Dia mengantongi dua lagi dalam permainan, memastikan dia mendapatkan hat-trick dan tidak diragukan lagi mendapatkan tempatnya di tim untuk perempat final Portugal melawan Maroko.
Ramos menawarkan kecepatan di depan, dan kesibukan tertentu yang memungkinkan para pemain di belakangnya, seperti Joao Felix, Bruno Fernandes, dan Bernardo Silva, untuk berkembang. Memang, trio itu menjalankan permainan, sementara Ramos unggul memimpin barisan. Semua tujuannya juga berbeda. Pukulannya yang pertama, smash tersebut dari sudut sempit; yang kedua, gol pemburu di tiang depan; yang ketiga, sebuah chip halus saat berlari ke dalam kotak.
Spanyol adalah tim untuk masa depan – kekalahan penalti mereka dari Maroko bisa membuat mereka mendapat pelajaran yang berharga
Setelah mencapai semifinal di Euro 2020, dan memulai Piala Dunia 2022 dengan kemenangan 7-0 melawan Kosta Rika, Spanyol tampak kuat dan tentu saja menjadi penantang untuk melaju jauh di Qatar.
Namun, mereka gagal melawan Maroko, penalti membuktikan musuh mereka sekali lagi. Meskipun cara yang sangat mengecewakan untuk mengakhiri kampanye mereka, ini bisa memberi para pemain muda mereka pengalaman belajar yang penting untuk masa depan, ketika mereka akan menjadi lebih baik.
Dengan Pedri, Gavi, Rodri, Ferran Torres, antara lain, semua menunggu untuk mencapai puncaknya, Spanyol memiliki masa depan yang menjanjikan, terlepas dari hasilnya. Diakui, mereka mungkin harus melambaikan tangan kepada Sergio Busquets, tetapi ini bisa memungkinkan Rodri untuk pindah ke lini tengah dan mendominasi permainan dari sana.
Haruskah Luis Enrique bertahan untuk siklus lain, Spanyol berada dalam posisi yang baik. Benar, mereka setidaknya harus mencapai perempat final, dan tidak memuncaki grup itu buruk, tetapi ada banyak hal positif yang bisa dibawa pulang Spanyol bersama mereka.

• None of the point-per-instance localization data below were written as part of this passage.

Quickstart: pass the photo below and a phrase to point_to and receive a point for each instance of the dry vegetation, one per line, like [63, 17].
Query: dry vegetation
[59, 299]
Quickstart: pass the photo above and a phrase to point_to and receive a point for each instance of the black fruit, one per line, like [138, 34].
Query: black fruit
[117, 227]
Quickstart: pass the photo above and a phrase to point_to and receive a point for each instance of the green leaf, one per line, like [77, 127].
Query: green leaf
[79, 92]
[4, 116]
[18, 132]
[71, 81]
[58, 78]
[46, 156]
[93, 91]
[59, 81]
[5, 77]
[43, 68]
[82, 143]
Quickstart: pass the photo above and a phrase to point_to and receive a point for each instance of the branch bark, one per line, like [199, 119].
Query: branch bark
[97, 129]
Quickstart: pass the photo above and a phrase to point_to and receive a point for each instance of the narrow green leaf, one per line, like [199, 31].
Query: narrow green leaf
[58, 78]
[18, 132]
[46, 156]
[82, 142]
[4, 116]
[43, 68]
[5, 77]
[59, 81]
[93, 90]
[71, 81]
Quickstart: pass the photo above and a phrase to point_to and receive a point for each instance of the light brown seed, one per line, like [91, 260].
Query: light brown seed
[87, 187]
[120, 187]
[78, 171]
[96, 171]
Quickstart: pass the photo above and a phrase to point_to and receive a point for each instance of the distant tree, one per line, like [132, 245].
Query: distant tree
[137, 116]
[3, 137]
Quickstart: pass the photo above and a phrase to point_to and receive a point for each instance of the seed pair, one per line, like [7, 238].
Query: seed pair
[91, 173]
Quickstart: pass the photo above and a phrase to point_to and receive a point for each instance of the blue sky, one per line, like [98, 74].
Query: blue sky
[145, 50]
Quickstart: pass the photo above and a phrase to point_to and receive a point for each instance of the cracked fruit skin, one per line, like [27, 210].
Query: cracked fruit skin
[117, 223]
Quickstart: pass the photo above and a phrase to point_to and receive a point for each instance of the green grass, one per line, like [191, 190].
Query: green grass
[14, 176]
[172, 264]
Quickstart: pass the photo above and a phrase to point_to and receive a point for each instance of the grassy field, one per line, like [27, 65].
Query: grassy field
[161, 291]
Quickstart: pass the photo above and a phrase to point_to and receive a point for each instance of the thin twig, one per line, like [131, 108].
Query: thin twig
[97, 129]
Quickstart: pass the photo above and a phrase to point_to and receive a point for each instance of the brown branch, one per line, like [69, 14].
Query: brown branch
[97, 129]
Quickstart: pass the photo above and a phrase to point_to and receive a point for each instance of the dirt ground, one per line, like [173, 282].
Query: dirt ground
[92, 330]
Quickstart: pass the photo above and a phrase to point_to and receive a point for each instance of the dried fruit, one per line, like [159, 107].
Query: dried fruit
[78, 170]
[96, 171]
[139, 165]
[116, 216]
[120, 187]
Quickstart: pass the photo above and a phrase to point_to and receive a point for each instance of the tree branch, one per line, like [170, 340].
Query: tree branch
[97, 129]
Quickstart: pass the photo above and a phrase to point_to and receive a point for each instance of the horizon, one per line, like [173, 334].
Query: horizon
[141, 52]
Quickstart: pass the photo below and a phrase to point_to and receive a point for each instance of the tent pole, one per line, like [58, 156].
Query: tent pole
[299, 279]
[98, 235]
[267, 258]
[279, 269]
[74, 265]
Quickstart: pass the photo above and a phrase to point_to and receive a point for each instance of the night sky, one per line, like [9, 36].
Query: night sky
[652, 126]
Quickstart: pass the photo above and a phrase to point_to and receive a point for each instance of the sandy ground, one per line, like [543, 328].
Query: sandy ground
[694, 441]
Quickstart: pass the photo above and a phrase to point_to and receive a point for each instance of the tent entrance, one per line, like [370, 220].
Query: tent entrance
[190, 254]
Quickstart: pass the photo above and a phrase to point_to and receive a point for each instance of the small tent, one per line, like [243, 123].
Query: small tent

Ini jelas bukan akhir dari tim Spanyol ini – masih ada banyak janji yang tersisa.
Apakah pemain berusaha terlalu pintar dalam adu penalti?
Dari tujuh penalti yang diambil antara Spanyol dan Maroko dalam adu penalti mereka, hanya tiga yang dicetak – Pablo Sarabia, Sergio Busquets dan Carlos Soler semuanya gagal untuk Spanyol, sementara Badr Benoun tidak dapat mencetak gol dengan golnya.
Tentu saja, Panenka yang luar biasa dari Achraf Hakimi menunjukkan saraf baja dan dieksekusi dengan sempurna, tetapi semua penalti yang gagal tampaknya dapat dihindari. Dengan teknik baru penendang penalti yang berfokus pada penjaga gawang, mungkin ini memberi alasan mengapa lebih banyak yang terlewatkan.
Lagi pula, ada keengganan untuk power-drive kuno, yang tampaknya merupakan pilihan yang lebih baik. Beberapa pemain memiliki kemampuan untuk melakukan run-up yang lambat dan dengan percaya diri menempatkan bola di sudut yang berlawanan dengan pergerakan kiper – ala Neymar – tetapi yang lain terlihat tidak yakin dengan diri mereka sendiri saat melakukannya.